Elon Musk and DOG-E have been looking at US Social Security data. They created a table of Social Security-eligible people not recorded as dead and noticed that (a) some of them were surprisingly old, and (b) the total added up to more than the US population.
That’s a good first step, as I said. The next step is to think about possible explanations (as Dan Davies says: “if you don’t make predictions, you won’t know when to be surprised”). The first two I thought of were people leaving the US after working long enough to be eligible for Social Security (like, for example, me) and missing death records for old people (the vital statistics records weren’t as good in the 19th century as they are now).

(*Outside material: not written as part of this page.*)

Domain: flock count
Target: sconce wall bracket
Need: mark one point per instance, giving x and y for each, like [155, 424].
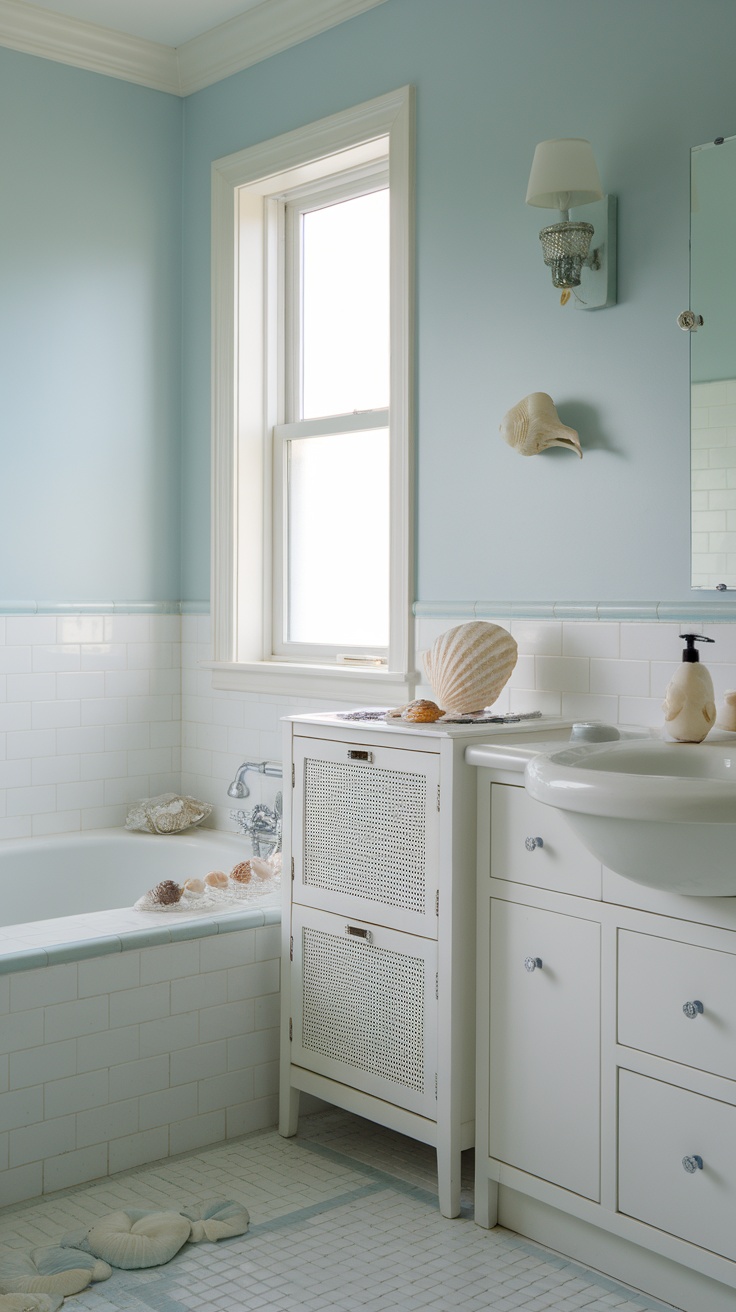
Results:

After that, the proper procedure is to ask someone or look for some documentation, rather than just to go with your first guess. It’s quite likely that someone else has already observed the existence of records with unreasonable ages and looked for an explanation.
In this case, one would find (eg, by following economist Justin Wolfers) a 2023 report “Numberholders Age 100 or Older Who Did Not Have Death Information on the Numident” (PDF), a report by the Office of the Inspector General, which said that the very elderly ‘vampires collecting Social Security’ were neither vampires nor collecting Social Security, but were real people whose deaths hadn’t been recorded. This was presumably a follow-up to a 2015 story where identity fraud was involved — but again, the government wasn’t losing money, because it wasn’t paying money out to dead people.
The excess population at younger years isn’t explained by this report, but again, the next step is to see what is already known by the people who spend their whole careers working with the data, rather than to decide the explanation is the first thing that comes to mind.